L'opinione

L’Europa e il regalo dell’auto alla Cina

Tavares non usa mezzi termini: l’eccesso regolatorio imposto da Bruxelles dopo il Dieselgate è stato un «assalto dogmatico» che ha accelerato una transizione elettrica calata dall’alto
Fabio Regazzi
06.12.2025 06:00

L’articolo apparso sul Corriere del Ticino dedicato al libro di Carlos Tavares - l’ex CEO di Stellantis che conosce l’automotive europeo come pochi - ricorda quanto l’Europa continui a ignorare il cuore del problema. Nel settore dell’auto questa rimozione rischia di costare cara.

Tavares non usa mezzi termini: l’eccesso regolatorio imposto da Bruxelles dopo il Dieselgate è stato un «assalto dogmatico» che ha accelerato una transizione elettrica calata dall’alto, regalando ai costruttori cinesi un vantaggio di dieci anni. Oggi l’Europa insegue, mentre la Cina corre.

Non stupisce che la quota di mercato dei veicoli elettrici resti modesta e che nella top ten europea non compaia un solo modello a batteria. Come ricorda il CdT, il consumatore reale - non quello immaginato dai burocrati di Bruxelles - non è disposto a pagare di più per un’auto che offre meno. Lo conferma anche Gian Luca Pellegrini, direttore di Quattroruote: «Il pubblico non vuole l’auto elettrica». La transizione, aggiunge, è stata «più ideologica che industriale», imposta senza considerare costi, impatto sociale e soprattutto domanda effettiva. La regola base dell’economia («non si regola un mercato ignorando ciò che i consumatori vogliono») avrebbe suggerito di non farlo. Bruxelles l’ha fatto.

Il paradosso è evidente: per finanziare la trasformazione elettrica, molte case europee hanno aumentato i prezzi in modo sproporzionato. In Italia un’auto media costava 18.000 euro nel 2019, oggi 30.000. Risultato: un parco circolante più vecchio, segmenti popolari quasi scomparsi e la crescente percezione - alimentata anche da un ambientalismo ideologico - che l’auto sia un «nemico». Nel frattempo, la Cina inonda l’Europa di modelli elettrici più economici, frutto di una strategia industriale coerente e non auto-lesionista.

Tavares arriva a ipotizzare un futuro spezzatino per Stellantis o fusioni disperate. Pellegrini parla di marchi europei destinati a finire in Asia e ricorda che l’UE è passata in pochi anni da 17 a 11 milioni di immatricolazioni: una contrazione impressionante.

Come si è arrivati fin qui? Per un mix di errori: la miopia di alcuni costruttori e l’ideologia regolatoria di Bruxelles. Ma se le imprese pagano per i propri sbagli, le istituzioni dovrebbero evitare di moltiplicarli.

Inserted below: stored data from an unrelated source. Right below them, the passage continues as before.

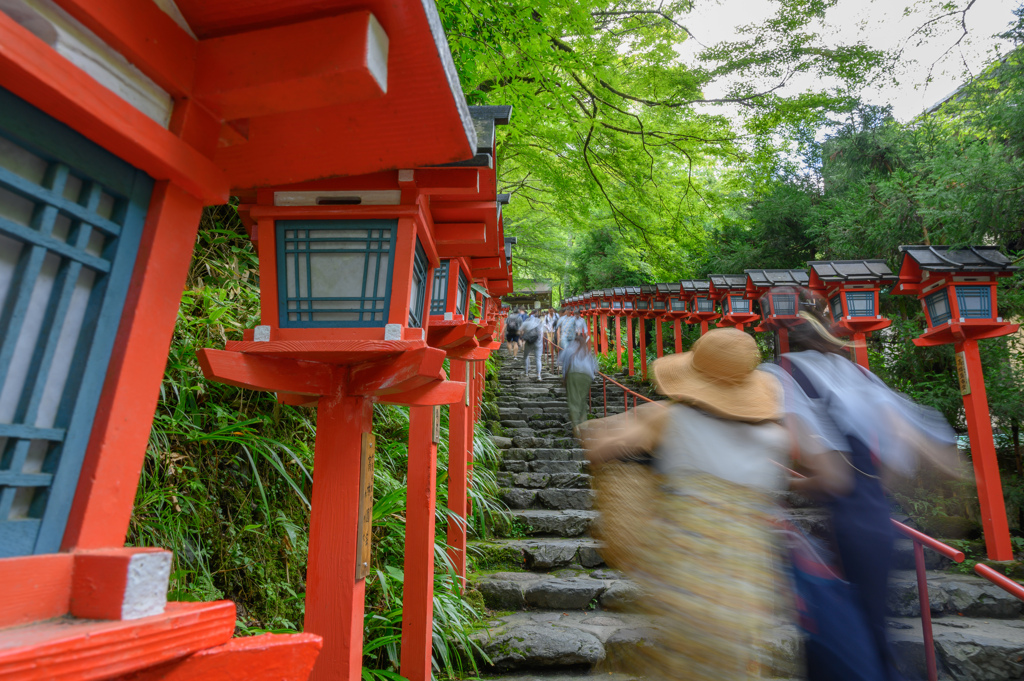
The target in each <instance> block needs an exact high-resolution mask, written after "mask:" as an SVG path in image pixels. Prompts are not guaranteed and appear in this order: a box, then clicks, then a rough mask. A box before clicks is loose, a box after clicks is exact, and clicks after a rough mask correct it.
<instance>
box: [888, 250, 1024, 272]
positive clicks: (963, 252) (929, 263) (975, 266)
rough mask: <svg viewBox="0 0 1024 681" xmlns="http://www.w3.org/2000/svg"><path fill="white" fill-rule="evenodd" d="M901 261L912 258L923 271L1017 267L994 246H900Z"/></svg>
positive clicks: (973, 269)
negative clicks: (964, 247)
mask: <svg viewBox="0 0 1024 681" xmlns="http://www.w3.org/2000/svg"><path fill="white" fill-rule="evenodd" d="M899 250H900V252H901V253H902V254H903V261H904V262H906V258H910V259H912V260H913V262H914V263H916V265H918V266H919V267H920V268H921V269H923V270H925V271H940V272H951V271H964V270H968V271H986V272H1012V271H1016V270H1017V269H1019V267H1017V266H1015V265H1014V263H1013V261H1012V260H1011V259H1010V258H1009V257H1007V256H1006V255H1005V254H1004V253H1002V252H1001V251H1000V250H999V249H998V248H996V247H995V246H969V247H968V248H964V249H950V248H949V247H948V246H900V247H899Z"/></svg>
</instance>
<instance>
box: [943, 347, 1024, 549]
mask: <svg viewBox="0 0 1024 681" xmlns="http://www.w3.org/2000/svg"><path fill="white" fill-rule="evenodd" d="M953 351H954V352H956V353H957V354H958V355H959V358H958V363H963V368H964V373H966V374H967V376H966V377H962V380H963V379H964V378H966V379H967V380H966V381H964V384H962V386H961V392H962V393H963V397H964V412H965V416H966V417H967V431H968V437H970V438H971V461H972V462H973V463H974V472H975V482H976V483H977V485H978V501H979V502H980V504H981V524H982V528H983V529H984V531H985V547H986V549H987V552H988V557H989V559H991V560H1013V559H1014V551H1013V546H1012V545H1011V543H1010V525H1009V523H1008V521H1007V507H1006V502H1005V500H1004V498H1002V481H1001V479H1000V477H999V464H998V460H997V459H996V458H995V442H994V440H993V438H992V417H991V415H990V414H989V412H988V395H987V394H986V391H985V379H984V375H983V374H982V367H981V354H980V352H979V351H978V341H977V340H974V339H969V340H963V341H961V342H958V343H956V344H955V345H953Z"/></svg>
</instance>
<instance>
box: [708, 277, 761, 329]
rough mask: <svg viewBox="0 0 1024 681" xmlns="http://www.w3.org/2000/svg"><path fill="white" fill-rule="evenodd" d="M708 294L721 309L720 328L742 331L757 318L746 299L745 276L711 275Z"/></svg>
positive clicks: (756, 315)
mask: <svg viewBox="0 0 1024 681" xmlns="http://www.w3.org/2000/svg"><path fill="white" fill-rule="evenodd" d="M709 280H710V281H711V287H710V290H709V294H710V296H711V298H712V299H713V300H715V301H716V302H717V303H719V305H721V307H722V320H721V321H720V322H719V323H718V326H720V327H734V328H736V329H739V330H740V331H742V330H743V327H745V326H746V325H748V324H751V323H752V322H756V321H757V320H758V317H759V315H758V314H757V313H755V312H754V310H753V309H752V307H751V299H750V298H748V297H746V276H744V275H742V274H711V275H710V276H709Z"/></svg>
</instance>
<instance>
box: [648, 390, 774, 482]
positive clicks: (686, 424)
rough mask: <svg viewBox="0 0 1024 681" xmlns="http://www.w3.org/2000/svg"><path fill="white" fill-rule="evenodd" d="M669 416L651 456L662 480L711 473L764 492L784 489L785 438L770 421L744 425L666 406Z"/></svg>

La scadenza del 2035 per lo stop ai motori termici - che ormai quasi nessuno considera realistica - è il simbolo di una politica climatica scritta più per compiacere un certo moralismo urbano che per rafforzare la competitività europea. La sostenibilità non è l’opposto della razionalità economica: senza quest’ultima diventa un lusso narrativo che l’Europa non può permettersi mentre Stati Uniti e Cina avanzano.

La verità è semplice: la transizione elettrica è necessaria, ma Bruxelles l’ha trasformata in una corsa ideologica e solitaria, dimenticando che i concorrenti - liberi da vincoli autoimposti - stanno correndo molto più veloci. Il tempo per correggere la rotta non è infinito. E la Cina, intanto, non aspetta.